What I needed was a structured, soup to nuts approach to Objective C and the iOS SDK, and after many hours I’ve compiled a list of my favourite resources for getting started.
What I Know, What I Don’t Know
Before I go through my picks, I want to outline exactly what knowledge I have already.
I know very well:
I know moderately well:
- Object Oriented PHP (mostly through work in CodeIgniter)
iTunes U: Stanford iPad and iPhone App Development
I knew of iTunes U, but had never really looked at it. On a whim, I downloaded the app to my iPad and searched for iOS development. Immediately I knew I had found exactly what I needed.
Stanford has made available their entire university course on iTunes U. Every lecture video, every Keynote slide, every assignment PDF is available and organised in the iTunes U application. The course is excellent and you feel as though you are in good hands as lecturer Paul Hegarty walks you through the concepts and live demos.
Lynda.com: iOS SDK Essential Training
I’ve always been a big fan of Lynda.com; their succinct video tutorials fit with my preference for visual learning. I would not recommend starting with this, but once you have the fundamentals down, this series is great for quick demos and code snippets.
I use the Stanford course for my guided learning, and Lynda for when I want to try something specific while playing around with Xcode. I tend to jump around with Lynda, whereas the Stanford course is meant to be consumed from beginning to end.

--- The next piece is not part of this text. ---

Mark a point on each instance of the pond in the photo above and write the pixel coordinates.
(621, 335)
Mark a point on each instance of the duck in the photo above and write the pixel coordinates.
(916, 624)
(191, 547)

To be honest I haven’t used much in the way of reading material. I’m very much a visual learner and prefer the video-based tutorials mentioned above. However, in my research I’ve found a few resources that many people recommended:
- Programming in Objective-C 2.0
- The iOS 5 Developer’s Cookbook: Core Concepts and Essential Recipes for iOS Programmers
- Beginning iOS 5 Development: Exploring the iOS SDK
Make sure you get the latest edition of these resources. Many recommendations I’ve come across link to older versions that refer to iOS4 or earlier. One thing I’ve learned in my short time learning iOS development is that the jump from iOS4 to iOS5 was enormous, and reading a book for iOS4 will only confuse you!
When I first started looking for resources, I approached the problem like I had when I learned HTML, CSS and PHP — search for online tutorials and figure it all out as I go.
It didn’t take long for me to realise this was a bad idea. Firstly, this approach can lead to poor coding practices because you’re muddling your way though and assuming the author of the tutorial knows what they’re talking about. Secondly, iOS has changed rapidly over the past few years, so you can find yourself learning techniques that have been deprecated.
More so than other languages, I believe you need a structured approach when learning Objective C and iOS development. It’s so tempting to jump right in and try to make apps by following cookbook-style tutorials, but I would recommend resisting that urge if you can.